Simplistic tunes broke my code, because there was not enough information to identify chords correctly.

So, my question is how many of you will be able to resist saying "Ha! You idiot!". :lolflag: Do you guys suppose that anything about this approach is even vaguely sensible? I'm not so sure I do.

Wybiral

February 22nd, 2007, 05:31 AM

Here are the seven modes of the major scale...

Ionian (C), D, E, F, G, A, B
Dorian (D), E, F, G, A, B, C
Phrygian (E), F, G, A, B, C, D
Lydian (F), G, A, B, C, D, E
Mixolydian (G), A, B, C, D, E, F
Aeolian (A), B, C, D, E, F, G
Locrian (B), C, D, E, F, G, A

The note in the parenthesis is the root note. They all have a completely different sound, but they all share the same notes! So say you find the progression "GAB"... It's probably the Mixolydian right, putting it in the key of G... But it doesn't necessarily mean that it is for sure (notice how it's also a progression of the first four modes as well)

Basically, my point is that I think it's possible to create a program that narrows it down and gives a few options for what the key is... But I don't think you can just say for sure.

TrinitronX

November 2nd, 2011, 03:18 AM

For what it's worth, here's a description of how the tONaRT algorithm works (reference here (http://www.zplane.de/index.php?page=description-tonart)):

[tONaRT] key detection automatically determines the key signature of any audio input signal, either monophonic or polyphonic. Key recognition can be useful in mixing applications to check if the keys of different tracks are "compatible" or for automatic generation of high-level meta data information (e.g. ID-Tags). As a special feature, [tONaRT] also detects the tuning frequency, or standard (concert) pitch of the input signal.

The input signal is analyzed about its tonal content (pitches) via a filterbank. The filterbank's mid-frequencies are constantly adapted due to the detected standard pitch to increase the detection accuracy. The resulting pitch distribution is analyzed with a sophisticated probability model to check for the most likely key acc. the detected pitch strengths. The detection accuracy is ca. 80 percent, compared to a random detection accuracy of only 4 percent. When classifying related keys as correctly detected, the detection accuracy is well above 90 percent, making [tONaRT] a reliable and robust technology for automatic key detection. The standard pitch detection has an accuracy of app. 1-2Hz at 440Hz.
It sounds complicated, but probably isn't too bad. The "filterbank" is a bunch of bandpass filters (BPF), each centered around the frequency of a note. They are dynamically re-centered depending on the "standard pitch". My guess is that the standard pitch is found using an FFT. The output of these BPF's are statistically analyzed to determine the key. The statistical model part is probably the hard part to figure out (what model does it use?). It seems very similar to DTMF decoding, however the input is much more complex.

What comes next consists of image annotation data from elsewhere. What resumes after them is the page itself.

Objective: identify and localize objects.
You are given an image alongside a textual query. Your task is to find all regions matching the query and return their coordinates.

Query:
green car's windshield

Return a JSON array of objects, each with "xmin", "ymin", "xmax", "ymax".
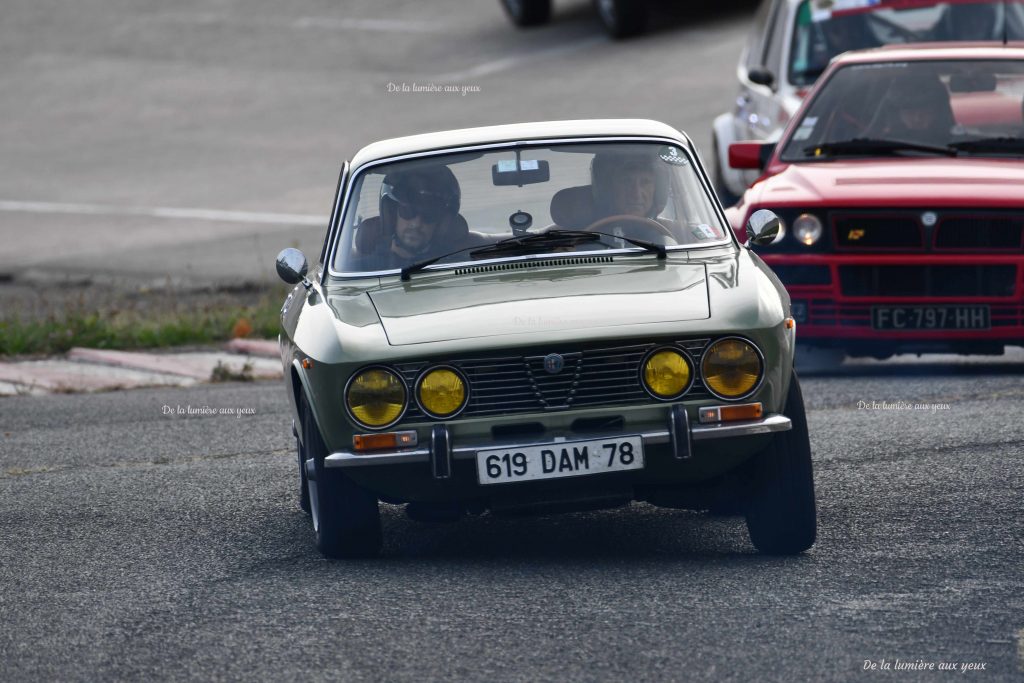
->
[
  {"xmin": 332, "ymin": 142, "xmax": 731, "ymax": 274},
  {"xmin": 790, "ymin": 0, "xmax": 1024, "ymax": 86},
  {"xmin": 781, "ymin": 59, "xmax": 1024, "ymax": 162}
]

The statistical model method may be similar to a "language detection" problem for characters. Each language has a probability distribution of most frequently used characters. Just count the number of each character in a sample of text, then compare to the model. There are programs that can detect a language based on this. Simple ROT13 or substitution cipher cracking programs use a similar method to do their work.

I'd make the analogy here that in this problem, each musical note can be treated like a character, and each key can be treated like a language.